Processor Performance, 2002
Cache improves performance by reducing long latency memory accesses. Latency is extremely important in recent generation microprocessors. Processor performance has more or less followed Moore’s Law of 40% per year. Yet in the last several years, memory latency has barely improved. Memory bandwidth has scaled with a combination of wide and clock speed. DDR memory can support a data rate of 266MHz, where words are transferred 266 million times per sec, but the elapsed time between the processor issuing a memory request to the time when data is actually received is not much better than Fast Page Mode memory with a data transfer rate of 33MHz. There are some specialty DRAM memory products with low latency, but all systems implement then standard DRAM memory such as DDR or RDRAM as main memory.
Another contribution to latency is the signal propagation delays. Any time a signal needs to move off one silicon chip, propagate on a wire to another chip, the delay is typically 20-25ns. For this reason, on-die cache performs much better than off-die SRAM cache, even if the on-die cache is much smaller than the off-die cache.
(Many server applications use only a small portion of main memory for program code and data structures. A much larger portion of main memory is typically used to buffer information stored on disk drives. One might wonder if it is not time for computer systems to implement main memory in SRAM and implement a separate DRAM buffer memory, which could also be used for virtual memory. The SRAM memory might be only 32-128MB while the DRAM system could be several GB in size.)
Figure 9 show the Pentium III 1.13GHz performance with 256K and with 512K L2 cache. The 256K cache processor has the 0.18u Coppermine core and the 512K has the 0.13u Tualatin core. There were some other minor enhancements besides the increase in L2 cache from the Coppermine to the Tualatin cores. The 256K result is on the Intel 820 desktop chipset with RDRAM memory, while the 512K result is on a ServerWorks HE-SL SDRAM chipset. Both use the version 5.0 compiler.
Figure 9. Pentium III 1.13GHz, 133MHz FSB with 256K and 512K L2 cache.
Figure 10 compares the Pentium III 700MHz 256K L2 cache performance and the Pentium III Xeon with 2M L2 cache. Both systems have a 100MHz FSB. The 256K result is on the Intel 440BX chipset and uses the version 4.5 compiler. The 2M result is on the ServerWorks HE chipset and version 5.0 compiler.
Figure 10. Pentium III 700MHz, 100MHz FSB, 256K and 2M L2 cache.
Figure 11 compares the Pentium 4 2.0GHz performance with 256K and 512K cache on the same platform and compiler.
Figure 11. Pentium 4 2.0GHz processors with 256K and 512K L2 cache.
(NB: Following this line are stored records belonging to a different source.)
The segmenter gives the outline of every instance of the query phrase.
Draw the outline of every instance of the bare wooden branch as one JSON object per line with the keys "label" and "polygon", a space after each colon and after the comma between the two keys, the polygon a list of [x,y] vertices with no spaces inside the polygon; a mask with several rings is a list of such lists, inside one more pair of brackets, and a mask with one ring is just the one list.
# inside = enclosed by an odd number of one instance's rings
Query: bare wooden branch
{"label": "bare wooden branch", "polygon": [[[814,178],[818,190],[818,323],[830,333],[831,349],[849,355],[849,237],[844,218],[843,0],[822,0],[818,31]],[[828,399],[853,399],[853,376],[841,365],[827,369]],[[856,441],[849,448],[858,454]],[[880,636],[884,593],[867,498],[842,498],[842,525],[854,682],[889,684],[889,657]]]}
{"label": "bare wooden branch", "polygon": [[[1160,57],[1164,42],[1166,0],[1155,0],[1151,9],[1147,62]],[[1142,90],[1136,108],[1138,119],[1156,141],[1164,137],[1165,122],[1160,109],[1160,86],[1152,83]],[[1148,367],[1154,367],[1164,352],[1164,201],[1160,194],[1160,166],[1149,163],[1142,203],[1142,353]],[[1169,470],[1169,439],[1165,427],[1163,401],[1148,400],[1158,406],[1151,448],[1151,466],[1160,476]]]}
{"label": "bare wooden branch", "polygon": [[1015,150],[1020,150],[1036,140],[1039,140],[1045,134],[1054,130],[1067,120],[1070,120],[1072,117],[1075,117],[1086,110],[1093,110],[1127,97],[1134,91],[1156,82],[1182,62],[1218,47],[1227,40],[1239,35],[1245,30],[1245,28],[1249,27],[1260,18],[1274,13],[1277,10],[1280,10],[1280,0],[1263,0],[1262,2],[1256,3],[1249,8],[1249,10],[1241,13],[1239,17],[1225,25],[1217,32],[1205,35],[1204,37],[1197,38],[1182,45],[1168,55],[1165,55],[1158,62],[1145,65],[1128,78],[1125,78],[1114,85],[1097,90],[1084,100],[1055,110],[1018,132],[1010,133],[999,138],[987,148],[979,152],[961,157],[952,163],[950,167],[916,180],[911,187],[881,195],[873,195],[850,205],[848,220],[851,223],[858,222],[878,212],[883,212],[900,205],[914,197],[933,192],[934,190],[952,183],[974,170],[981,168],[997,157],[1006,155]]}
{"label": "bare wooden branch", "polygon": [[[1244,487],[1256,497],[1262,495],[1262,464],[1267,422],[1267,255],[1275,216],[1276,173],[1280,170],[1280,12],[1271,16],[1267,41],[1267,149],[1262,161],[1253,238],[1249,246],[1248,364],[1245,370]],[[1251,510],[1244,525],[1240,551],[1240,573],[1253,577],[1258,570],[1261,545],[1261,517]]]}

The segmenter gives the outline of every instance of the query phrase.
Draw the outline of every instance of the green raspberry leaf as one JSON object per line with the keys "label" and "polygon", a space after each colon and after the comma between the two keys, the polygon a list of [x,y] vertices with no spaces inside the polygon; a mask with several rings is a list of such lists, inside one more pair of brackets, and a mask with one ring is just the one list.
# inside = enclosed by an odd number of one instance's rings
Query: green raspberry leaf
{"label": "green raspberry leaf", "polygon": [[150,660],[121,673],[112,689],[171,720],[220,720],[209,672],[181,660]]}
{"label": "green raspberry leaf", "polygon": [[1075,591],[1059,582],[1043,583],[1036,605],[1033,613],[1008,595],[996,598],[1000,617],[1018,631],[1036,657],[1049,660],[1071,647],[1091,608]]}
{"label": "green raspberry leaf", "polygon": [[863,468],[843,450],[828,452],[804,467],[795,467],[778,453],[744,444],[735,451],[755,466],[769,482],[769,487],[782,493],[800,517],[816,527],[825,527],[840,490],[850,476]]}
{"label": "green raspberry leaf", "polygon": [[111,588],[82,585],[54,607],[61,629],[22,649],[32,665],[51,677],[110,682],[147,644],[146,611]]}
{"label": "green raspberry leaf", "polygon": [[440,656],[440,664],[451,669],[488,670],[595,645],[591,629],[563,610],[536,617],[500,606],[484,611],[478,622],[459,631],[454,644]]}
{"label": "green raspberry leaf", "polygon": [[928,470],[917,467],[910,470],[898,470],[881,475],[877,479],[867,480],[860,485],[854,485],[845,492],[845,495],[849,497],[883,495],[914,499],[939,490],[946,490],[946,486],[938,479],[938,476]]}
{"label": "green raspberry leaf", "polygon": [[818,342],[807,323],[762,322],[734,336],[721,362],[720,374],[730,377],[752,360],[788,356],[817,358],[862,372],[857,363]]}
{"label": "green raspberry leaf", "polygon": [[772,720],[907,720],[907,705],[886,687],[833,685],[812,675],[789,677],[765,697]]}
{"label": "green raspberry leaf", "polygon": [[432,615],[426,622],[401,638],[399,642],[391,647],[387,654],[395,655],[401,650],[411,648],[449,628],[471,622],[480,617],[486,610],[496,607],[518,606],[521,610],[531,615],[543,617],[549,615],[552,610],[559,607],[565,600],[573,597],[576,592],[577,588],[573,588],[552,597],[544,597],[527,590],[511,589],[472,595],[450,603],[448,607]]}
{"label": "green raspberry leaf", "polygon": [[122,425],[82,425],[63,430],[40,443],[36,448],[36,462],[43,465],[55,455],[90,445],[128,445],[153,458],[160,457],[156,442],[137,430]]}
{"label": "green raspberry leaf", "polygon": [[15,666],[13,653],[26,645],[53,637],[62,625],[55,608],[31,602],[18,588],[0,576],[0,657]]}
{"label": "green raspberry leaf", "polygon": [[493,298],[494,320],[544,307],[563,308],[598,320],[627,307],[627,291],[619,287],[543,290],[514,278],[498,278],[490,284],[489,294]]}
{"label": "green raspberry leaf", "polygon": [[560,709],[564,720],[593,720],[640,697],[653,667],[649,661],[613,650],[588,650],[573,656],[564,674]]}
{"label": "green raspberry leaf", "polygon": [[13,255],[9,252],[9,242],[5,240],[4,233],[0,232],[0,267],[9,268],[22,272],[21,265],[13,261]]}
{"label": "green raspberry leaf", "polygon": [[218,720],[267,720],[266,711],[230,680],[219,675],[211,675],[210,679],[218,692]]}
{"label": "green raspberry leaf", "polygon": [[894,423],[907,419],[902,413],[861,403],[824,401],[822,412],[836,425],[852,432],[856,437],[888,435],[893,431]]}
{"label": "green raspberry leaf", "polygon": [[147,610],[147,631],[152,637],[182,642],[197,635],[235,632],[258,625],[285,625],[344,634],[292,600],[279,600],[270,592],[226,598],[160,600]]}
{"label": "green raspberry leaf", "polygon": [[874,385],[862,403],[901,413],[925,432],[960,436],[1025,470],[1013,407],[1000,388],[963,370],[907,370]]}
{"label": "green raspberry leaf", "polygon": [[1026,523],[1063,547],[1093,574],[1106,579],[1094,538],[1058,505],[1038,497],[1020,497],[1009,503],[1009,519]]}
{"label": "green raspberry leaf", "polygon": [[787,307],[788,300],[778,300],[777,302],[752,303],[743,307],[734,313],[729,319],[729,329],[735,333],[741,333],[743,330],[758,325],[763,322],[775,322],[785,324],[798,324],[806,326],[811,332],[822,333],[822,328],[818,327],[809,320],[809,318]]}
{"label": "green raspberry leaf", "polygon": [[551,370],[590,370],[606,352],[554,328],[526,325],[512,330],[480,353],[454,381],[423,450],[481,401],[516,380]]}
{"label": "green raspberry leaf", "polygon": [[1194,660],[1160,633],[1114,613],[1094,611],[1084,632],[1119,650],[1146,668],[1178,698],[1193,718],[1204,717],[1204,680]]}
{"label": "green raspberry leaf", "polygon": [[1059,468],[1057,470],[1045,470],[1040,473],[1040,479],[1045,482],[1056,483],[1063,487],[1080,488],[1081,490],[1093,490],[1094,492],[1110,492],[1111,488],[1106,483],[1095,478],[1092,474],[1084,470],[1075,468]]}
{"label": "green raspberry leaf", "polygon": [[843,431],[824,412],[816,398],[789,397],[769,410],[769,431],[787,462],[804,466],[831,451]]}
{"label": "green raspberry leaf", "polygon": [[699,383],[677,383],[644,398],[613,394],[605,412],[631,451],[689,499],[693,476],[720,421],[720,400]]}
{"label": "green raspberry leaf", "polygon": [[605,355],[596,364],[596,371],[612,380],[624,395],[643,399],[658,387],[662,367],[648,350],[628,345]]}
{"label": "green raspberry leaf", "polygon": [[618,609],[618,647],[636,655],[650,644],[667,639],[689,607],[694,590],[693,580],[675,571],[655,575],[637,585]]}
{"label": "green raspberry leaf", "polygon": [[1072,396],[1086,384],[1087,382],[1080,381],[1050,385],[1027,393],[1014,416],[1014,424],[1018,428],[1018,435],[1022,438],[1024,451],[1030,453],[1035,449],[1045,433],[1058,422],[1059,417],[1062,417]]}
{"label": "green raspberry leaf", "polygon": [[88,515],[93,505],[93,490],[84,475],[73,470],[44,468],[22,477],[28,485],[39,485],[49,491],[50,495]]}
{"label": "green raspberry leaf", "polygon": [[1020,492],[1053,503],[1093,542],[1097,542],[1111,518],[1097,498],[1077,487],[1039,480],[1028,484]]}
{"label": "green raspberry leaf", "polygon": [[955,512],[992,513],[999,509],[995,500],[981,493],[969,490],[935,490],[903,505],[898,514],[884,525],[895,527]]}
Figure 12 shows the relative performance gain for the Pentium 1.13GHz processor from 256K L2 cache to 512K L2 cache. Some of the performance differences may be attributed to differences between the Intel 820 chipset with RDRAM and the HE-SL chipset with interleaved SDRAM. However, most of the difference is probably due to the difference in cache size.
Figure 13 shows the relative performance gain from the Pentium III 700MHz with 256K L2 cache to the Pentium III Xeon 700MHz with 2M L2 cache. The 256K result used the 4.5 compiler and the 2M result used the 5.0 compiler, so some differences are due to the compiler. The EON performance may be mostly due to the difference between the 4.5 and 5.0 compilers. The MCF program shows a much larger performance gain than due to the compiler.
Figure 12. Pentium III 1.13GHz, 133MHz FSB with 256K and 512K L2 cache.
Figure 13. Pentium III 700MHz, 100MHz FSB with 256K and 2M L2 cache.
Eight of the twelve individual programs show a performance gain of more than 15% from 256K to 512K cache. Two of the eight, VPR and TWOLF, get good additional performance gain with an even larger 2M cache. MCF does not show much of a performance from 256K to 512K, but shows a very large gain at 2M.
Figure 14 shows the performance gain on the Pentium 4 2.0GHz processor with 256K to 512K L2 cache. The Pentium 4 gains 11% from 256K to 512K cache compared to the 22% gained for the same cache size change on the Pentium III.
Figure 14. Pentium 4 2.0GHz performance with 256K and 512K L2 cache.
One possible explanation is that the Pentium 4 processor is less constrained by bus bandwidth than the Pentium III, 3.2GB/sec for the Pentium versus 1GB/sec for the Pentium III. Hence any characteristic that reduces bus utilization will have a larger performance impact for the Pentium III. Otherwise, one would expect that the faster processor should benefit more from a larger cache.